With just a week to go until Britain risks lurching out into legal limbo at midnight next Friday, EU leaders gave May an extra two months, until May 22, to leave if she wins next week’s vote in parliament.
But she failed to convince the other 27 that she would succeed, prompting a frantic seven hours of talks to find a way to get Britain out without seeming to push.
The conclusion was a deal that suggested that Britain could, if May fails, come back and ask for a much longer delay.
But this would be on the condition – likely a major stumbling block – that it takes part in elections to the new EU parliament on May 23.
For it to do so, British election law says that would have to be announced six weeks beforehand, by April 12. If it does not call an EU election, Britain will be out.
“The European Council agrees to an extension until 22 May 2019, provided the Withdrawal Agreement is approved by the House of Commons next week,” the statement said.

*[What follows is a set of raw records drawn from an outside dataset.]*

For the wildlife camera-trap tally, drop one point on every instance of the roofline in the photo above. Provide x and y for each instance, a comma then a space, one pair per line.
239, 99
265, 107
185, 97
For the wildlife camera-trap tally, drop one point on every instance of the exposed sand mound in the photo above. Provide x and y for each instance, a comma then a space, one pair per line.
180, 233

“If the Withdrawal Agreement is not approved by the House of Commons next week, the European Council agrees to an extension until 12 April 2019 and expects the United Kingdom to indicate a way forward before this date for consideration by the European Council.”
Prime Minister Theresa May welcomed the European Union’s decision to delay Brexit, saying that lawmakers in the British parliament now had clear choices about what to do next.
“I hope we can all agree, we are now at the moment of decision,” May told reporters following a meeting of EU leaders.